Prosody is the part of spoken language that are properties of larger-than-single-phoneme units (you'll often see terms like 'non-segmental' / larger than single segments).
Prosody is usually categorized as part of phonetics, though it has tendrils in more than that,
largely due to "anything larger" involving varied things that different languages use it for.
That said, a lot of prosody tends to focus on syllables and the way we lay intonation (in non-tonal languages), stress, and rhythm into them, probably because that is a common thing to do in many languages we commonly study (not because that is the only thing in prosody).
When you study prosody, it may be practical to sort into
- Physical - what we can measure
- Perceptual - how we experience
- Lingtuistic - what linguistic mechanisms use this
...also because a number of terms tend can be though of differently from each view
- For example
- fundamental vocal fold frequency is physical, pitch may be perceptual, intonation linguistic
- similar with intensity, loudness, (its effect on e.g. stress)
- mode of vocal fold vibration is physical, laryngeal voice quality more perceptual
- duration, perceived duration
- tone and stress is on the linguistic side, and what does and doesn't determine it varies with language
- lots of individual tidbits, like that embedded sentences might often have lower fundamental frequency, are linguistic
...and it can help to keep those three angles separated in your head even if the terms sometimes fail to do so.

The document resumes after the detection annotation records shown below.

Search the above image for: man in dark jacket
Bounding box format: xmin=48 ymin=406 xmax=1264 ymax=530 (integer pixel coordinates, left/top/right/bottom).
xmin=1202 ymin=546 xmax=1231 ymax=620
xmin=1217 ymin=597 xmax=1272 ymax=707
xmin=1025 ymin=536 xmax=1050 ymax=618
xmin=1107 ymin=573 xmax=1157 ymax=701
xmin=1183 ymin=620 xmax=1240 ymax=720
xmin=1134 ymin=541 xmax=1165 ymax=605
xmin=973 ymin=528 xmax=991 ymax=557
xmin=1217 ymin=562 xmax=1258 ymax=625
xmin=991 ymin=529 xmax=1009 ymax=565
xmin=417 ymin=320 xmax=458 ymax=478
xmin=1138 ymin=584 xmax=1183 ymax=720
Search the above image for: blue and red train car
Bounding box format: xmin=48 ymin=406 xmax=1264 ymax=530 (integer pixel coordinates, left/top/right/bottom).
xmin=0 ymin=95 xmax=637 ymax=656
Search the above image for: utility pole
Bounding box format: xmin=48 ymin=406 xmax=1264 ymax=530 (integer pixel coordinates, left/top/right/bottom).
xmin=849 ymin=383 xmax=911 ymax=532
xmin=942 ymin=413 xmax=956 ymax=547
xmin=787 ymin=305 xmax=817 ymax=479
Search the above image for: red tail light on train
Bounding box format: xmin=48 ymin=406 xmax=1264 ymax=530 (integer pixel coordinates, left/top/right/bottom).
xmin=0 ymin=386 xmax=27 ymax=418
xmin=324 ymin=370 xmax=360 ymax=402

There are also questions like that pauses technically do not fit that description directly, but because they are sort of the whitespace around the content, they could be considered prosodic boundaries, so may be is typically considered part of prosody as well - the sound equivalent of "this sentences changes meaning depending on where you put the comma"
Also consider the argument whether pauses are part of rhythm or not. In rehearsed speech pauses tend to be intentional and creative rhythm, while in in spontaneous speech it is often primarily hesitation, which has little to no contentful information. Also, longer pauses are often none of the above, and at best are considered separation from the last utterance.